Madrazo, who has the highest personal negative ratings from voters, has been unable to run a consistent campaign. His run has been marred by scandals and party infighting -- some of which he is responsible for, and most of which was engineered by his opponents within the PRI. The scandals have put the once-invincible PRI on the verge of falling into third place, a position from which it would be hard to recover. Despite all that, the PRI has shown extraordinary resilience, and Madrazo is hoping that low voter turnout will allow him to take advantage of the party machinery's "get out the vote" strategy. Madrazo is also appealing to the segment of the population targeted by Lopez Obrador, saying he will help but without endangering the country's economic well-being. Madrazo also will relentlessly attack Calderon to undermine his support in the north.

Opinion polls after the debate could give a good indication of which candidate was able to win over the small segment of the electorate that is up for grabs. Economic and public security issues will dominate the debate. The candidates are not likely to pay much attention to the most prominent item on the U.S.-Mexican agenda -- immigration -- during the debate or during the rest of the campaign, unless there are incidents along the border involving the U.S. National Guard that result in the deaths of Mexican nationals. Such an event would directly affect Calderon, who would be identified with Fox's acquiescence to the U.S. National Guard deployment to the border.
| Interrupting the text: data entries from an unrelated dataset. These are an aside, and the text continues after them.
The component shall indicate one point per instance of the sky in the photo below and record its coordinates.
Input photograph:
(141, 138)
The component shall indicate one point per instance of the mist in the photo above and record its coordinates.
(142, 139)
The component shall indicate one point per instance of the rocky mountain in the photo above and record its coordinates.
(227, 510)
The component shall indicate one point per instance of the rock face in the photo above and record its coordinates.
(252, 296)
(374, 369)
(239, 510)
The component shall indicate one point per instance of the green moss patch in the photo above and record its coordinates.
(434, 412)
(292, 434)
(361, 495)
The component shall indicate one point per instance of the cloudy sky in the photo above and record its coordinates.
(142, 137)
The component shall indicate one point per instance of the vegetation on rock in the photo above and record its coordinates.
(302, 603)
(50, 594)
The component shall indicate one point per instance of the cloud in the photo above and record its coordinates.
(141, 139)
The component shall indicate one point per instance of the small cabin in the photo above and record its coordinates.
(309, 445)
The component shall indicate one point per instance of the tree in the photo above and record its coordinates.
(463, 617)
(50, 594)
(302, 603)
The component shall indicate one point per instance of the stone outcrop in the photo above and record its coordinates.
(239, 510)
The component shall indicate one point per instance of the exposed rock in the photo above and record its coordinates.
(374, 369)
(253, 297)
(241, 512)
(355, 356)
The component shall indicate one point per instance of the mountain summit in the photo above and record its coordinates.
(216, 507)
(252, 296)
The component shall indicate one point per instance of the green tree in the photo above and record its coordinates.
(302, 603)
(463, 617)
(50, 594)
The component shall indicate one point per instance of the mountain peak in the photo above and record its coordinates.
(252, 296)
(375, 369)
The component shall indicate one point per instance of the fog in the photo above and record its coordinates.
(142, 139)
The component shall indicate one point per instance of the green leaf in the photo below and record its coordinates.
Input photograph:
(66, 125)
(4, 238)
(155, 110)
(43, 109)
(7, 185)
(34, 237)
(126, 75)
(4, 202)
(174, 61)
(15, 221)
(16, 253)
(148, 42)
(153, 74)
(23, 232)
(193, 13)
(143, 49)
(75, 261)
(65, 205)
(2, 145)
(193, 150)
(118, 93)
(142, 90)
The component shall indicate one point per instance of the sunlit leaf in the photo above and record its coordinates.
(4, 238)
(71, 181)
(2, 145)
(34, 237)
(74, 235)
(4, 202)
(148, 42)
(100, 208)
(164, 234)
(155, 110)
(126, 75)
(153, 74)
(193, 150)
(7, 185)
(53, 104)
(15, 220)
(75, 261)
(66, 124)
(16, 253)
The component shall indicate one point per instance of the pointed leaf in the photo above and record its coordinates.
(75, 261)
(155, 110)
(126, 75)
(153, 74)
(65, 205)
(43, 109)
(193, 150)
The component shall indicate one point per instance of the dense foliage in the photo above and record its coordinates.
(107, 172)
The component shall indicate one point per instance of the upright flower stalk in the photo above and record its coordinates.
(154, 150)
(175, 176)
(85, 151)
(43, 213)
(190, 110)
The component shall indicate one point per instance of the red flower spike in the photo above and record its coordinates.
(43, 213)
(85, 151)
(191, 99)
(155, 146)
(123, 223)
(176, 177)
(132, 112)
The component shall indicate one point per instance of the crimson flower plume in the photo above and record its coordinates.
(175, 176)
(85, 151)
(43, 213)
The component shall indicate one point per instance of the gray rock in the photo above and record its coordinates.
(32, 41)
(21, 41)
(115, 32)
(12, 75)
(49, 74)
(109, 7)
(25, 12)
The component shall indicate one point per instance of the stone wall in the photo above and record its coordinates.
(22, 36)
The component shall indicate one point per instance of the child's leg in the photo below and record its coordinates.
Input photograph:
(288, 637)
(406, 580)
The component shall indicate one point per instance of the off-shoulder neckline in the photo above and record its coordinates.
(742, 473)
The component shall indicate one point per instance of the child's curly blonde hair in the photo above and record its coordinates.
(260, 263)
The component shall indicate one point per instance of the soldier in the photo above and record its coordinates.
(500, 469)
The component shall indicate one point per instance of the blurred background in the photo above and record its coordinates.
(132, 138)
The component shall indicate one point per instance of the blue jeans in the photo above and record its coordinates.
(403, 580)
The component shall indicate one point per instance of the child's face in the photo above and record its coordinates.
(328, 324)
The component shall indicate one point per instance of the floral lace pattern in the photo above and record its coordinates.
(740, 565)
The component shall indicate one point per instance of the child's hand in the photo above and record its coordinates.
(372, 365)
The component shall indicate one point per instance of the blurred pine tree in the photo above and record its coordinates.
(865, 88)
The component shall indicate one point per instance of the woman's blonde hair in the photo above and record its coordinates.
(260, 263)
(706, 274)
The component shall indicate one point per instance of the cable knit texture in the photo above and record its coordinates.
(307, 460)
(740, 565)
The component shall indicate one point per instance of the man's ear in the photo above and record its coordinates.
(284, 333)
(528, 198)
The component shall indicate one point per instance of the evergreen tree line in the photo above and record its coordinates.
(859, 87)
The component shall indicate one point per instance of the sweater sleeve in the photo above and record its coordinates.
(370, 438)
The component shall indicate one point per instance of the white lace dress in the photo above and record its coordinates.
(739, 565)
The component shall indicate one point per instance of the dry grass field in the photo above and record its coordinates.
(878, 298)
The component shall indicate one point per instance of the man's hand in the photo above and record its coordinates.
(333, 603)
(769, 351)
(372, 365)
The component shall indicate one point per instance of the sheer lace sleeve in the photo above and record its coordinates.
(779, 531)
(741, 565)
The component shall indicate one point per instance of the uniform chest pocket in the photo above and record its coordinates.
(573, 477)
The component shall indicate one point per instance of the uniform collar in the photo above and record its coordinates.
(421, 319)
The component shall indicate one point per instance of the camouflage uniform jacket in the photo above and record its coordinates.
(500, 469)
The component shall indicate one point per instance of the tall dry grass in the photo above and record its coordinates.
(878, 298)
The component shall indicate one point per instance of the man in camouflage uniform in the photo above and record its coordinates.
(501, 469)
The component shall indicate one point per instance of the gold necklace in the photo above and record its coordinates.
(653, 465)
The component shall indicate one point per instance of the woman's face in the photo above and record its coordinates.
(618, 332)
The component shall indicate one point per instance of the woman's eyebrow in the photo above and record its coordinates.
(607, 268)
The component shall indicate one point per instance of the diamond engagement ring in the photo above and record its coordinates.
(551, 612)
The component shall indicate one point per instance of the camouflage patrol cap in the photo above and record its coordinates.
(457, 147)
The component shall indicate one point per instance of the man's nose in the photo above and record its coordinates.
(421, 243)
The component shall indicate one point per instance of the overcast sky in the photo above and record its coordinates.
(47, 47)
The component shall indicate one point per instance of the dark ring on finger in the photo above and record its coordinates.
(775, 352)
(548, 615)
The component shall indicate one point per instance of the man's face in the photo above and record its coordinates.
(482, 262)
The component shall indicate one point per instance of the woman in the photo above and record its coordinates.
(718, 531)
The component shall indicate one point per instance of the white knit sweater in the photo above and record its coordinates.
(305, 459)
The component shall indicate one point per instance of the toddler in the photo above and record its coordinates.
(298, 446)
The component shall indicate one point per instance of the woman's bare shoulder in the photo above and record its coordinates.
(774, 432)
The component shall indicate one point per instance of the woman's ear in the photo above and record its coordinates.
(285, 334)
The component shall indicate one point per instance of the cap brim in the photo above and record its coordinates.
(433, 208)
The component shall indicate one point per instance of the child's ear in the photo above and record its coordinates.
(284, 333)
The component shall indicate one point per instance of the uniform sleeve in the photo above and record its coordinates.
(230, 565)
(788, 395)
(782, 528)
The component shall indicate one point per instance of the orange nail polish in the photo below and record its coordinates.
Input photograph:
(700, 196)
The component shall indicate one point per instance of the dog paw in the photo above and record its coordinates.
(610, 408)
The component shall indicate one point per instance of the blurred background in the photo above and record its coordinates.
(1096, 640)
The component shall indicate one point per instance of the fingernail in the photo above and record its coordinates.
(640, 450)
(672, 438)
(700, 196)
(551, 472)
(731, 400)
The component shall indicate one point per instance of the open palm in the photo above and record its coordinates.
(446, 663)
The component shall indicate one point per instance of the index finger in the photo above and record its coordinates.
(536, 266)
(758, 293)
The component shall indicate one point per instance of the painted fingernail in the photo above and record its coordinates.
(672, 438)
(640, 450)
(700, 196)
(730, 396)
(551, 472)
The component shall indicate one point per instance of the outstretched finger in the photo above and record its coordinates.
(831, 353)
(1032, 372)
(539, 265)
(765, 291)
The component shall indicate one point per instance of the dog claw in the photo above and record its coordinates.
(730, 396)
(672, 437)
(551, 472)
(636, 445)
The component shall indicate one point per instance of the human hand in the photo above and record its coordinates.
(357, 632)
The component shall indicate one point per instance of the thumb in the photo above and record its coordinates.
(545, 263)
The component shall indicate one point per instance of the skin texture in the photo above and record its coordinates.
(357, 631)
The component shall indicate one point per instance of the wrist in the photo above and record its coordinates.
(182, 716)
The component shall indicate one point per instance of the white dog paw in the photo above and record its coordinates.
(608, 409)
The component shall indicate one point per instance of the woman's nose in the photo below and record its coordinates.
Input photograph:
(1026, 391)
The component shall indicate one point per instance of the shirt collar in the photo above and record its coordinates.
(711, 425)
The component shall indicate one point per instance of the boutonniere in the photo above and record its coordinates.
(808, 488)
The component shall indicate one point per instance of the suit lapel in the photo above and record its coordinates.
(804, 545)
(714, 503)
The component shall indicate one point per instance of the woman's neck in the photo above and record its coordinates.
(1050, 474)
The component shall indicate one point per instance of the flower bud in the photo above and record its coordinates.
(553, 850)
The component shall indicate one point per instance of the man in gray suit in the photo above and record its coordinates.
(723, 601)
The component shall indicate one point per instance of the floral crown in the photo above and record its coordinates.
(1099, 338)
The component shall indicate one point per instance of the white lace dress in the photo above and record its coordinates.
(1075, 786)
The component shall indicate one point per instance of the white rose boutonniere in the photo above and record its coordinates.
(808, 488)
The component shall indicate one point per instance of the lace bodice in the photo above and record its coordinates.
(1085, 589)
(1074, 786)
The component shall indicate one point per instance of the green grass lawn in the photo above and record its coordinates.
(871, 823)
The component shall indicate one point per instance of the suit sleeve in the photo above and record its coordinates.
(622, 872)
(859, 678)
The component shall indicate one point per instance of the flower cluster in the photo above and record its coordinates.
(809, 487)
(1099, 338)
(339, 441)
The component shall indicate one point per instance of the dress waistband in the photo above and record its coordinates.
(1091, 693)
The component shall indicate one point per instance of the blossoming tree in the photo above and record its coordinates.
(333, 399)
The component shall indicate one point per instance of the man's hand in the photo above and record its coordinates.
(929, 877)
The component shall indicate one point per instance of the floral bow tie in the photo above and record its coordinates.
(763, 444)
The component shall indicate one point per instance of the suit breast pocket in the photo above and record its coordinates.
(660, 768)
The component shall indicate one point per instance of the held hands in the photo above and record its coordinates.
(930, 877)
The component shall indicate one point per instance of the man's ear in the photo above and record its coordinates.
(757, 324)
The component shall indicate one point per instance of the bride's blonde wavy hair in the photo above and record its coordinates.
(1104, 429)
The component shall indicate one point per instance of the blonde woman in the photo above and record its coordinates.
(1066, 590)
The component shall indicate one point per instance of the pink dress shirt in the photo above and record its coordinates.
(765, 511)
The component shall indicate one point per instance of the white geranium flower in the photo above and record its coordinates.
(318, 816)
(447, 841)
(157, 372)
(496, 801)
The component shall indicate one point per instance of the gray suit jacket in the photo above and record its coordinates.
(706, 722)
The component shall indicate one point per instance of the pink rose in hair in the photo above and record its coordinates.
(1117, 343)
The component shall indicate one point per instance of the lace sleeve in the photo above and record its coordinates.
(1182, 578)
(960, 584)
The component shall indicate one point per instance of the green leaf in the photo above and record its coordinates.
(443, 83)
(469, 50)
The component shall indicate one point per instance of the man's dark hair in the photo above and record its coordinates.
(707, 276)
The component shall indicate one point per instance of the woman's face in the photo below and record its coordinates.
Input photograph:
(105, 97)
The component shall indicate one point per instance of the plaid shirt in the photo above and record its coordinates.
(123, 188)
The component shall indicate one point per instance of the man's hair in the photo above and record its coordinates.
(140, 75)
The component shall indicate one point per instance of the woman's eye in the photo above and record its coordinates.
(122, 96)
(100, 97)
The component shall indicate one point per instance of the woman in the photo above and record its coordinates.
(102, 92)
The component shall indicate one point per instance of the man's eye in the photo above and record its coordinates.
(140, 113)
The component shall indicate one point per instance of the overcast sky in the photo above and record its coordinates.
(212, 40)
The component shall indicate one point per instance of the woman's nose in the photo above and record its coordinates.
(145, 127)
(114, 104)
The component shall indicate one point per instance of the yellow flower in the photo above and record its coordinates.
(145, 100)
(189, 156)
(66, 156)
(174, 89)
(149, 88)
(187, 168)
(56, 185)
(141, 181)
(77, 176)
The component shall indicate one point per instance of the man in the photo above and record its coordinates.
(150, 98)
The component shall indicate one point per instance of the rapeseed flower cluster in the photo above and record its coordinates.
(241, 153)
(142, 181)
This presidential election is the first in which Mexico is allowing absentee voting for Mexicans living abroad. This was a long-standing demand from the Mexican community in the United States, which accounts for an overwhelming majority of Mexicans living outside Mexico. Politicians had stalled on the issue for various reasons, but an eleventh-hour attempt in 2005 finally succeeded in allowing absentee voting. Of an estimated 4 million potential voters outside the country, only about 300,000 registered to vote, and even fewer will actually vote. The reasons for this are varied, but one major reason is that Mexicans living abroad whose status is not legal could be afraid of being identified if they send their votes. The number of registered Mexican voters outside Mexico will increase, and then the Mexican community in the United States will become an active constituency. This is likely to change the dynamics between Mexico City and Washington.